Вторая группа, под начальством адмирала Гамильтона, включала четыре крейсера и три эсминца. Непосредственное охранение несли девятнадцать различных кораблей капитана третьего ранга Брума.
Казалось, беспокоиться было нечего. С таким флотом можно защищать транспорты от любого противника. Но свершилось невероятное.
4 июля в самом опасном месте корабли Тови и Гамильтона получили приказ повернуть обратно, на запад. За ними последовали эсминцы Брума. Оставшиеся без охраны грузовые суда получили указание рассредоточиться и следовать самостоятельно в русские порты.
Понятно, что противнику досталась легкая добыча. Атаками из-под воды и с воздуха оказалась уничтоженной большая часть транспортов.
Почему английское адмиралтейство отозвало корабли прикрытия? Это было загадкой. Шел разговор о том, что английским кораблям угрожал «Тирпиц» и они предпочли уклониться от боя.
Но большинство из моих товарищей, с кем пришлось в то время разговаривать, считали, что причина не в моряках. В храбрости английских моряков мало кто сомневался. Дело, видимо, было и не в военном промахе, а в том, что лорды адмиралтейства всячески противились помощи Советскому государству. Они, наоборот, хотели его ослабления, хотя бы и ценой такого преступления, каким являлась выдача врагу PQ-17.
8 июля подробный рассказ об уроне конвою PQ-17 и крикливое сообщение о взятии Воронежа стали главной темой гитлеровской пропаганды, по крайней мере на две-три недели.
Следует признать, что кроме военных потерь предательское поведение верхов английского адмиралтейства несомненно нанесло и моральный ущерб нашим союзникам.
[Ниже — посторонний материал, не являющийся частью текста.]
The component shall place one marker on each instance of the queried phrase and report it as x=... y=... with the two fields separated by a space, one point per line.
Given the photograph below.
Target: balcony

Уцелевшие транспорты и суда PQ-17 прибывали в Архангельск. Теплоход «Донбасс», пароход «Белингхем» и спасательное судно «Ретлин» вошли в порт 9 июля. Вторая группа — два транспорта, два корабля ПВО, шесть тральщиков и три корвета — 11 июля.
Во второй половине июля мне наконец приказано выехать в Архангельск. Через двое суток пути наш поезд подходил к берегам Северной Двины.
Во время войны железнодорожный вокзал Архангельска стоял на левом берегу реки, и добираться до города было не очень-то удобно. Летом на перевозе работали древние речные пароходы, а зимой люди шли по льду пешком, ехали на машинах и автобусах. Часто можно было видеть сани и лошадок. Зимняя дорога была обвехована зелеными елочками.
Особенно трудно было в распутицу. Осенью, когда река начинала замерзать, и во время весеннего ледохода переправлялись с вокзала в город и обратно только на ледоколах. Те из моих читателей, кто сейчас въезжает на поезде прямо в город, не зная никаких забот, — счастливые люди: в середине шестидесятых годов архангелогородцы получили мост, о котором мечтали века.
Что я увидел прежде всего, прибыв в Архангельск, — это пароходы, стоявшие у причалов Бакарицы и Левого берега. Пристани были уставлены большими ящиками, танками и всякими другими грузами. Всюду кипела работа.
Северное пароходство превращалось в одно из самых крупных.
Ему передали некоторые суда из других пароходств. В середине 1942 года на Севере работало девяносто транспортов.
Северяне первыми обратились ко всем морякам страны с призывом организовать социалистическое соревнование.